×
×
homepage logo
STORE

Roberts named WGCU MAKERS

By Staff | Apr 13, 2016

Myra Roberts. PHOTO PROVIDED

A well-known Sanibel artist, who was one of five women to be named WGCU MAKERS, was recognized for making a difference in Southwest Florida by educating the public through her art and social activism.

“That type of recognition means that there is great value to what I am doing. It means that I am being acknowledged for the work that I have done tirelessly,” Myra Roberts said. ” I am very proud of this recognition. I can carry my work into the future, which I plan on doing. It’s very encouraging.”

A special premiere screening and reception was held last month at the WGCU studio on the campus of Florida Gulf Coast University. After all five women were featured in a five minute video, they had the opportunity to further share their stories to those in attendance.

Those videos were produced by Chelle Koster Walton, who began producing and writing for WGCU as a freelancer 10 years ago.

“When the MAKERS started as a national PBS series four or five years ago, Barbara Linstrom, executive producer, came to me and asked if I was interested in doing it at a local level for WGCU,” which Koster Walton did not hesitate to accept. “To take that to the local level was a really fun project.”

The first year, 21 women were selected, 14 the second year, and five the last two years. Next year will be the final year for WGCU MAKERS.

“I pre-interview every candidate before they get on camera and learn their story and pick out what I think is going to be the most interesting parts. I am pretty familiar with their stories,” Koster Walton said, adding that the non-camera interview typically took an hour to get five minutes of footage. “I edit it down and script it.”

She also accompanies the women’s stories with photographs they provide. Koster Walton said she often times caters the questions and story to the best images she received from the women.

“I’ve gotten to know some incredible women. Their stories are really amazing. I have learned so much,” she said.

Roberts said that Koster Walton is an amazing person.

“She made every woman so comfortable and she brought out the best in all of us. She made us feel like we were talking to a friend. Very talented film maker,” she said. “She did such a careful job of sending us really important questions about our life and childhood. You really had to go back in your past and answer honestly.”

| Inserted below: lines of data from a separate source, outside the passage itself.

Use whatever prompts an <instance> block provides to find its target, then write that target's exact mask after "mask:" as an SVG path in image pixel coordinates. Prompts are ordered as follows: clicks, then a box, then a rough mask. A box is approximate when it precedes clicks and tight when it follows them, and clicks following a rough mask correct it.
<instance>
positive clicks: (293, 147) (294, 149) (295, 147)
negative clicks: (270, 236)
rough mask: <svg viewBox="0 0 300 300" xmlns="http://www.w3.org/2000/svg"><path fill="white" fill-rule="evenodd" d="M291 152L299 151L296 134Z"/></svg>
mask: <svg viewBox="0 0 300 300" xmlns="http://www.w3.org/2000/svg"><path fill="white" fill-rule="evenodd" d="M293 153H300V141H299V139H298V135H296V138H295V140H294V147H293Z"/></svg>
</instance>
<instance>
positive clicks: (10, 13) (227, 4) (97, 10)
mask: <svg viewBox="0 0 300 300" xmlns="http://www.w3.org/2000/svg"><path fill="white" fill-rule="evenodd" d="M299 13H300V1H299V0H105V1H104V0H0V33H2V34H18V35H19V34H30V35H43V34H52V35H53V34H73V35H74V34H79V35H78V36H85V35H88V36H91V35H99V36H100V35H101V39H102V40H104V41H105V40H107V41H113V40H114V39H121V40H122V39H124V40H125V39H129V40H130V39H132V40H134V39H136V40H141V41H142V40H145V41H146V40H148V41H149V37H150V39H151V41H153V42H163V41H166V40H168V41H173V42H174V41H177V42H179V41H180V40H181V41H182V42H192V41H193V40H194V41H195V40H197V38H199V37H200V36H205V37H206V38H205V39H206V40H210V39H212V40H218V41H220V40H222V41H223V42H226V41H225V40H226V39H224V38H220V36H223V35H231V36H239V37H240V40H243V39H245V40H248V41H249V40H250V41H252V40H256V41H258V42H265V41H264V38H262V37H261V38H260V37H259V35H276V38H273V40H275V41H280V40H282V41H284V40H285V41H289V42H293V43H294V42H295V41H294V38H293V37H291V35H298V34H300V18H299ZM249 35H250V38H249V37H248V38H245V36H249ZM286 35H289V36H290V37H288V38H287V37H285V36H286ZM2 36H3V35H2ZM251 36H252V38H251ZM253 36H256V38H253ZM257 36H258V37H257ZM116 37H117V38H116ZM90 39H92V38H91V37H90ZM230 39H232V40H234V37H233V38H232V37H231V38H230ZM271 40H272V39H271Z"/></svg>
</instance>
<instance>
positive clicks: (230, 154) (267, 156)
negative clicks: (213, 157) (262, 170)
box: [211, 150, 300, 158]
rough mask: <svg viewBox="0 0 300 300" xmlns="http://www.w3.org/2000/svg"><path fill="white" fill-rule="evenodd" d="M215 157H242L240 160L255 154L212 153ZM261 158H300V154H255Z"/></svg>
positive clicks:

A MAKER is “an authentic, passionate and inspiring woman who will leave a special lasting impact on the people, environment, economy and/or culture of Southwest Florida.” In addition, the chosen MAKERS leave a legacy, build community, defy social norms and serve as a first in her field.

“I have always been an educator. I taught kindergarten through high school for 25 years,” Roberts said. “I am using my expertise as an educator when I do these art exhibitions and lectures.”

Ten years ago, a new project began for Roberts, one that carries her into the next generation of witnesses to the most horrific event in history – the Holocaust.

She took on this project for a couple of reasons. The first was because her father lived in the war town region of Poland where the Bielski’s fled into the woods. The second stemmed from a friend of hers who had numbers on her arm. She discovered that her friend’s mother kept a diary, now under glass in a museum in Israel.

The diary, which was written in German, was translated into English for Roberts. After she finished reading what this woman had experienced, the last passage spoke to her – the hope of someone sharing what had happened to her in the woods.

Roberts decided it was important to use her artistic ability to paint imagery straight from the words written in the diary.

“I dedicate my life through my art as a social commentary artist,” she said. “I am following in the footsteps of other artists who believed that art can carry an extremely powerful message.”

Her journey has given her the opportunity to interview many survivors, heroes and humanitarians, resulting in sharing their stories through her artwork. In about a month, Roberts will travel to the Broncs to meet a 92-year-old woman, who will be featured in her 2018 exhibition at the Sidney & Berne Davis Art Center.

The portrait is incredibly important to her because this woman is one of the only living female Bielski Partisans. She said she met the son of the head of the partisan group, Tuvia Bielski, who has connected her with a few living partisans from that era.

“These people lived in the woods. They were survivors. They weren’t victims of the Holocaust. They protected innocent men, women and children and survived two years in the woods,” Roberts said. “If I don’t get their stories, their stories will disappear.”

She said she has become dedicated to the fact that through education, she can really change the mindset of people starting at a young age by teaching children they can find ways to resolve problems.

“Through looking at the past, we can change the present,” Roberts said.

Although she has dedicated a great deal of time to her Holocaust project, she still creates her vintage artwork. Roberts said for every vintage painting she completes, she also completes a Holocaust painting.

“I am incorporating cross cultural imagery by using Buddha in a lot of my art as an uplifting, positive image next to the images of war,” she said, as a way to exemplify war and peace.